Investing in time – Kev Hewitt


A Bluebell stunner

Carp fishing has become very competitive due to the fact that most venues are over fished with bait going in all over the place pretty much all year round. Standing out from the crowd and giving yourself an edge is becoming increasingly more difficult. I can only hold my hand up and blame myself and other guys in the media for that. We have an edge, we write about it and then the crowds follow. Don’t get me wrong I gain a huge amount of satisfaction from helping others; after all it is my five day a week job in the tackle shop to offer my advice and give out tips. However in recent times I can’t help but think that I am making the fishing harder for myself by putting it all out there.

The one thing I lack is time. Time is everything and ever so precious for me. Not just time on the bank, but time with family and in particular my wonderful daughter Daisy who is now one year old. Time on the bank has become less of a priority and in all honesty a bit of a struggle to come by in recent months. However it is making the most of your time that is the most important thing. Not just in carp fishing but in life. Let’s focus on time and carp fishing for now and perhaps one of my biggest edges is making the most of my time.

I am always fishing on 100% and will work tirelessly to get myself into a position where I feel confident of a bite. Everything from bait, swim choice, finding a spot and baiting accurately, no stone gets left unturned. But once the traps are set and I am 100% happy that I have done everything possible to give myself a chance of a bite then I will sit back and chill out. The rest is up to the carp as to whether they want to play ball and only time will tell whether I have made the right choices and decisions. If I catch, I know I have got it right. If I blank I know I have got it wrong and the following trip I know I have to make some changes.

The type of venues that I fish I genuinely believe there is always a chance of a bite. Bluebell Swan, Linear, Linch, there is always a bite to be had and even after a blank I will always have learnt something and hopefully figured out where I went wrong. Over time I have learnt from many mistakes and have to confess to the fact my decision making over time has improved and hence the reason I have had an element of consistency in my angling for a number of years.


Accuracy is key – three rods fished tight on one baited spot

One of my biggest edges has come about from time spent practicing and perfecting.

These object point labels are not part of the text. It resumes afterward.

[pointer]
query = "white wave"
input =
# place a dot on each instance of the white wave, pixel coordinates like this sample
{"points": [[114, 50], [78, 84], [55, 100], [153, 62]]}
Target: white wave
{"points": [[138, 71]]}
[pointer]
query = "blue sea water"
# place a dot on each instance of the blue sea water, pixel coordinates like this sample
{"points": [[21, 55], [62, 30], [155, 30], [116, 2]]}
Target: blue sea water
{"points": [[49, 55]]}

Plumbing a swim and finding a spot has become second nature to me and fishing it with accuracy I would say is my biggest edge. Whether I am putting in 5 spombs of bait or 25, drumming it down the same hole every time whilst kissing the clip and fishing three rods over the top is a tactic I first employed over 18 years ago. I would say the majority of my angling has been based on my early findings that if you can find a spot where the carp are willing to feed, you give them a bait they want to eat and you fish three well presented rigs over the top then all of a sudden carp fishing seems to be very simple. And believe me it really can be.

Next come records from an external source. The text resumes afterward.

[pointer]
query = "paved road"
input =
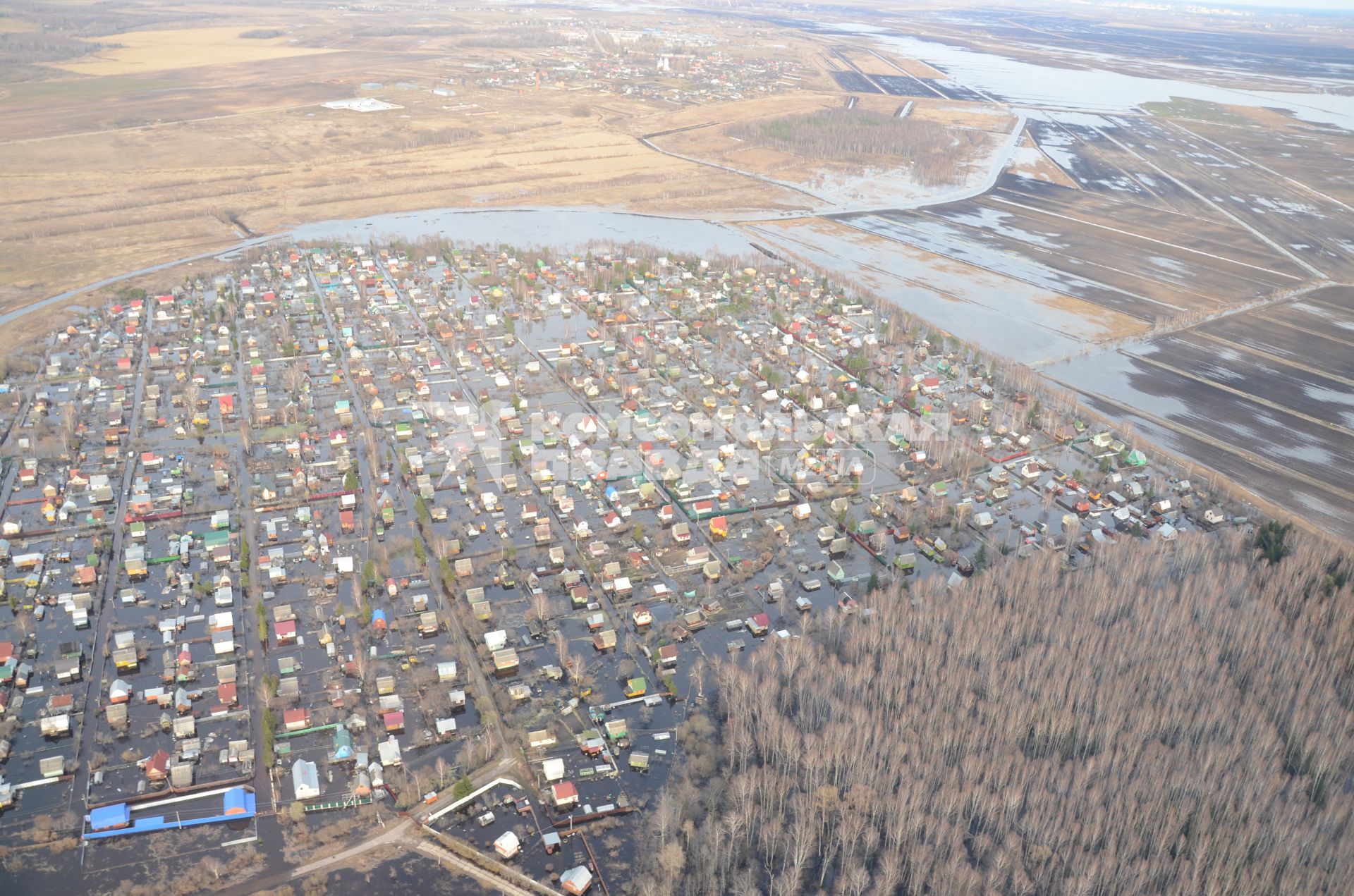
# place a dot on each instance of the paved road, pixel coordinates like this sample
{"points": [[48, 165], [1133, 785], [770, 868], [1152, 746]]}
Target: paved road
{"points": [[94, 678]]}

Throughout the year my bait changes, I change venues but one thing remains a constant. No matter where I am fishing and what I am putting in, three rods fished accurately on a spot produces the goods. A lot of people don’t understand the theory of putting all of your eggs in one basket but if you have the ability to find the best basket out there where the fish are and where they want to feed then why spread your options?

I would much rather fish three on a spot and put 3kg on the spot  than to fish three different spots and put 1kg on each. I firmly believe by condensing the bait in the peg and fishing it accurately is far more likely to instigate competitive feeding and that is the situation I am always trying to achieve.

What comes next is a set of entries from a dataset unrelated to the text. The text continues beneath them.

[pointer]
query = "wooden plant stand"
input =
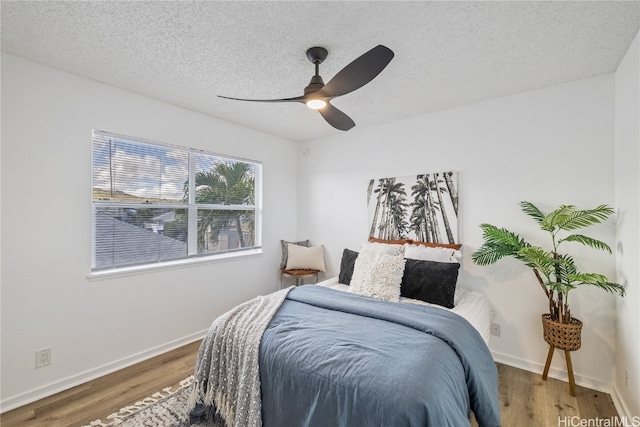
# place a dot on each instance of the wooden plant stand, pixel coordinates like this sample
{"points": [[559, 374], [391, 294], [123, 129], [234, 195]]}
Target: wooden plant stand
{"points": [[563, 336]]}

Ronnie rigs with bright hookbaits have been highly successful for Kev this year

With regards fishing three rigs on a spot accurately, say your rigs are two foot apart and your bait is spread over a six foot area, when a fish drops down to feed on the bait it is never going to be feeding more the a foot or two away from a rig. Now if a carp picks up a rig and spits it out, it only has to swim another two foot and it will come across another rig. We all know that not every carp that picks up a rig gets nailed but there is no way a carp can feed for a period of time over a baited area with three rigs and not get hooked.


Practice makes perfect – Kev with a big common from his recent Bluebell hit

So over a period of time I have honed my accuracy skills, my baiting strategy, my rigs, location, my spot finding and that is what is responsible for some incredible catches. Just last week I put all of the above to good effect, years worth of trial and error and it culminated in another big hit from Bluebell lakes Swan lake. I managed to get a very valuable three nighter on the venue and the conditions were bang on. Everything I had learnt over time was put into practice and it all came together and ended with me slipping the net under 14 carp, a haul that included 6 fish over thirty pounds, each and every one of them a stunner.

Carp fishing and life is all about time, invest your time wisely and you will master the balance between carp fishing and life, waste your time and you will waste your life whilst carp fishing passes you by.